Modeling Telescoping Tendon-actuated Continuum Robots

Tendon actuation is the most common method for producing flexure in continuum medical devices. Examples include catheters, ureteroscopes, bronchoscopes and colonoscopes. These devices are comprised of an elongated tube with a short steerable tip portion and a long passively flexible proximal portion. The shape of the proximal portion conforms to the shape of the body lumen as it is advanced into the body while the tendon-actuated tip portion provides for tip positioning and steering. While many of these devices are comprised of a single elongated tube, there are important clinical examples for which a single steerable tip section is insufficient and the increased steerability provided by additional telescoping steerable sections is needed (Fig. 1).

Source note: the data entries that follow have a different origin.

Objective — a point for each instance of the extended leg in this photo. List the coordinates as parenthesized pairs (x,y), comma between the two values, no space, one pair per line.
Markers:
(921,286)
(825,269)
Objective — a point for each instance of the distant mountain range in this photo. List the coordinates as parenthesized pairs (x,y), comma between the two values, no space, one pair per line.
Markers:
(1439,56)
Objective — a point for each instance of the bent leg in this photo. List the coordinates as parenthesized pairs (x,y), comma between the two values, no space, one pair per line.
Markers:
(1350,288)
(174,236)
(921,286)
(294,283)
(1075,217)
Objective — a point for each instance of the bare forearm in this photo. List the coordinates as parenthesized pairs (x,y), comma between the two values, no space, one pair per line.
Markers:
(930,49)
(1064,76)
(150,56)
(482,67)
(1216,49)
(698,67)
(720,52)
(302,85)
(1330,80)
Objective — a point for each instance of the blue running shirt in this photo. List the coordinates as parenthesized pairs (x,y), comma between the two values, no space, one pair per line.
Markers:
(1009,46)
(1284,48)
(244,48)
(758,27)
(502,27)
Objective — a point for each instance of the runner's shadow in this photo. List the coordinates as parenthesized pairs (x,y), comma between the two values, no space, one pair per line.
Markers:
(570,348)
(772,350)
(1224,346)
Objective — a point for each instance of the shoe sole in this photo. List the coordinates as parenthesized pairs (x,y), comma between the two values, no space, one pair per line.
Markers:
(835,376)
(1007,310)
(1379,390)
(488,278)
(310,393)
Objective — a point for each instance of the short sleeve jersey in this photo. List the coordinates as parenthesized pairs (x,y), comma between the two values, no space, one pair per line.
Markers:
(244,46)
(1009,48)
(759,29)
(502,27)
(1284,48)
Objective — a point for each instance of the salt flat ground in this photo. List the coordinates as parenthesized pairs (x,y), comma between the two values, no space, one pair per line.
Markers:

For example, the delivery systems used for heart valve repair and replacement employ 2-3 tendon-actuated telescoping sections [1]. Additional examples include Hansen Medical’s robotic electrophysiology catheter [2] and Auris Health’s robotic endoscope for peripheral lung biopsies [3] each of which possess two telescoping steerable sections. While a variety of models mapping tendon actuation to robot shape have been developed, they are all limited to consideration of a single tube [4-6]. They cannot accurately predict the shape of multi-tube robots because they do not model the twisting that occurs between the tubes. The contribution of this paper is to produce a model that includes tube twisting and to illustrate it experimentally using the system of Fig. 1.